Yet because the ramifications of this despair are portrayed through the demolition of a major metropolitan area, rather than less crowd-pleasing alternatives like murdering a hooker or suicide, we’re able to get our jollies while still learning a very digestible tale of woe. Hathaway’s destruction of the city is payback for her own rejection by urban society, but such impersonal stakes remove the gut-wrenching implications of her isolation. Instead, Hathaway’s friends get to crack wise about her predicament as it plays out larger than life on TV, and the audience gets to join in with them. What could easily have come off as tacky and irreverent manages to be rather empowering. Imagine LEAVING LAS VEGAS, but if Del Toro directed it and Nic Cage wasted the city instead of himself.
Finally, an excuse to use this image
Also like LEAVING LAS VEGAS, COLOSSAL is driven primarily by its two powerful leads. It’s refreshing to see Hathaway in a lead role that doesn’t involve getting rescued by the hero in a Christopher Nolan film. She unsurprisingly kills it, but what is shocking is how Sudeikis steals the show from her. This is easily the best performance the SNL alum has given us on the big screen, and maybe even in his entire career. It’s vital that both actors are at the top of their game, because their synergy is the only thing holding COLOSSAL together during a second act slump. It definitely doesn’t help that their relationship is stretched out over a Godzilla-sized 110 minute runtime, either, another side effect from the film’s grandiose trappings.
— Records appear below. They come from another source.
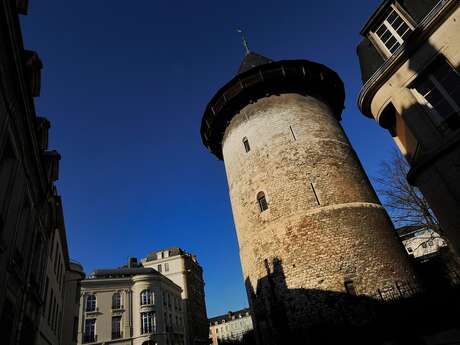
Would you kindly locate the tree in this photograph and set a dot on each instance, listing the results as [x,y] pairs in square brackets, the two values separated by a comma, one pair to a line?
[405,203]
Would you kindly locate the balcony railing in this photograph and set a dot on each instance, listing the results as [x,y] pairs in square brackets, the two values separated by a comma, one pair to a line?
[117,335]
[89,338]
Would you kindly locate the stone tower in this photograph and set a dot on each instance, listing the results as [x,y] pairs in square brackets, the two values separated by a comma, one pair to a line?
[310,227]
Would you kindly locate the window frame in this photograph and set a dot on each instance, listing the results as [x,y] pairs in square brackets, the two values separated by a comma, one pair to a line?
[146,297]
[375,38]
[148,322]
[94,307]
[262,201]
[246,145]
[119,334]
[435,117]
[120,304]
[88,337]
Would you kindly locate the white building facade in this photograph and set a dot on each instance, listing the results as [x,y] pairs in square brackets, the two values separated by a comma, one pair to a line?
[230,327]
[184,270]
[133,305]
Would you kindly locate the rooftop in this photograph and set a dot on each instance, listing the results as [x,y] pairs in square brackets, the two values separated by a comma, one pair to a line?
[231,315]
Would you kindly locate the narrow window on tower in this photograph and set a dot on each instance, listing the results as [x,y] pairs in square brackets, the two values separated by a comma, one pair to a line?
[262,201]
[292,132]
[247,148]
[350,288]
[316,195]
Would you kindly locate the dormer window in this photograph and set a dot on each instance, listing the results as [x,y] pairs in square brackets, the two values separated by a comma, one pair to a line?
[391,33]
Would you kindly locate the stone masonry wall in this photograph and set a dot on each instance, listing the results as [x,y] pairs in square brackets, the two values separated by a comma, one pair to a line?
[298,149]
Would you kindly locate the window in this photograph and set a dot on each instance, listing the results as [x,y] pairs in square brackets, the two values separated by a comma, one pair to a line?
[262,201]
[148,322]
[116,300]
[392,31]
[45,297]
[439,90]
[90,331]
[75,329]
[116,327]
[350,288]
[247,148]
[90,303]
[146,297]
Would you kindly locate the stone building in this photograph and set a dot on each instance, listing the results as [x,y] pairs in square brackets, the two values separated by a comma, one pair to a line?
[30,208]
[230,327]
[311,230]
[185,271]
[420,241]
[61,294]
[410,60]
[130,305]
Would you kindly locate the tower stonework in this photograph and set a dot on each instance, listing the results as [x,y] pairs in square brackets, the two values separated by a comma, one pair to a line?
[311,230]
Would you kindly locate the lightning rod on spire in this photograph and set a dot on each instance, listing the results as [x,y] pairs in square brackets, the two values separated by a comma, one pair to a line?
[245,42]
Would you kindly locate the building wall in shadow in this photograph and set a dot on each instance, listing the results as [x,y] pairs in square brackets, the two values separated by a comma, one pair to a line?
[392,316]
[415,94]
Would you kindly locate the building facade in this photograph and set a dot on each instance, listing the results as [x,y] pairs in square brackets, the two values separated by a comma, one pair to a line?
[310,227]
[61,294]
[410,60]
[31,219]
[131,305]
[230,327]
[421,242]
[185,271]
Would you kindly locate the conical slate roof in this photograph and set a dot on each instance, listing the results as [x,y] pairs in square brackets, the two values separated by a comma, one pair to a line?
[252,60]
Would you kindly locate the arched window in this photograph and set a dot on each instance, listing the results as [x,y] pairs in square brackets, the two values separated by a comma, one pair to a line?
[146,297]
[116,300]
[262,201]
[90,303]
[247,148]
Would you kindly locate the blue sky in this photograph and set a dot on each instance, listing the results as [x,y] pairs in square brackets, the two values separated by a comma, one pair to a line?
[125,85]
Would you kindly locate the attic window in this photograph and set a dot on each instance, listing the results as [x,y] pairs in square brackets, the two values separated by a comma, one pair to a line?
[392,31]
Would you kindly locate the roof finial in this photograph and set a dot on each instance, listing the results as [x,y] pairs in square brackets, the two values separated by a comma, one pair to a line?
[245,42]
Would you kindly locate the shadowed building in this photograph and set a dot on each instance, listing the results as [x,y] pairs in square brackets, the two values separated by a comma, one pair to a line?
[299,195]
[232,326]
[34,261]
[410,59]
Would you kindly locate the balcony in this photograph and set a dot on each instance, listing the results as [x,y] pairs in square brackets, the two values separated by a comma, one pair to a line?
[117,335]
[89,338]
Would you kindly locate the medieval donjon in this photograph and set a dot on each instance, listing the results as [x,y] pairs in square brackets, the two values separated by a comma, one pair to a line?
[310,227]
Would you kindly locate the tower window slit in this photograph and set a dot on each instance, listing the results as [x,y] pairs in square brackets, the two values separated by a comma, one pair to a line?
[292,132]
[350,288]
[247,147]
[316,195]
[262,201]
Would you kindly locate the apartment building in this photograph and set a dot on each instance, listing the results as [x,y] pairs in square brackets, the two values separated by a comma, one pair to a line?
[34,260]
[185,271]
[130,305]
[230,327]
[410,67]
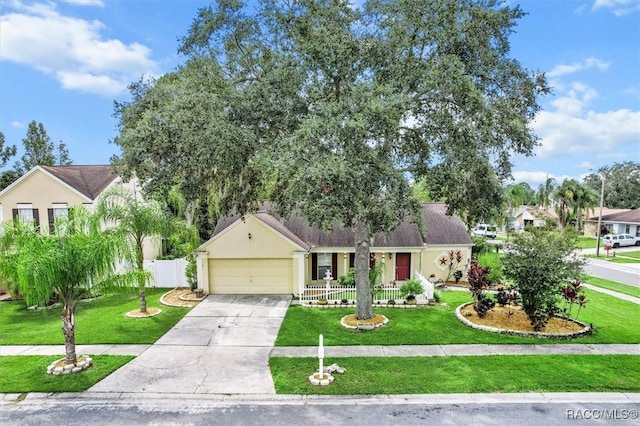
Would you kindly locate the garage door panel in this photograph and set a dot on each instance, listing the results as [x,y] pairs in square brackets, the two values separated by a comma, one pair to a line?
[255,276]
Aside from dragging in the middle, the script also takes its fair share of liberties. Am I really supposed to believe that Hathaway would be able to forget about a giant monster attacking Seoul 20 years ago? There’s a lot that I’ve blocked out about my middle school years, but that seems like one thing that would stick. Also worth noting, despite supposedly possessing a nervous tic that she shares with the monster, which is how she establishes their connection in the first place, its existence is oddly trivial: a wholly unnecessary character trait that could have been capitalized on with more nuance. COLOSSAL isn’t a movie that relies on logic or necessitates explanation (even if it does shoehorn in a pointless, nay, problematic origin story for Hathaway’s ability), but the lunacy of the situation shouldn’t excuse bad storytelling. All of these issues exist for the sole purpose of following the established tropes of superhero and monster movies, but COLOSSAL only fits into either of these camps on the most superficial levels.
Cool tattoo, Anne
COLOSSAL is a film full of anomalies and juxtapositions, enough to the point that it probably shouldn’t work, but its saving grace is how willfully absurd it is. Though never meta or self-referential enough to be considered parody, COLOSSAL is nevertheless a fun, monster-sized spin on the indie film, giving us kaiju anti-battles and two rebranding performances from its key players. Does it have an identity crisis? Sure. There are times where NEON’s debut feature doesn’t know which part of Hollywood to call home, but solid performances and the one-of-a-kind concept make for a memorable time despite this. COLOSSAL may not be a classic, but it certainly is a curiosity that is worth your attention.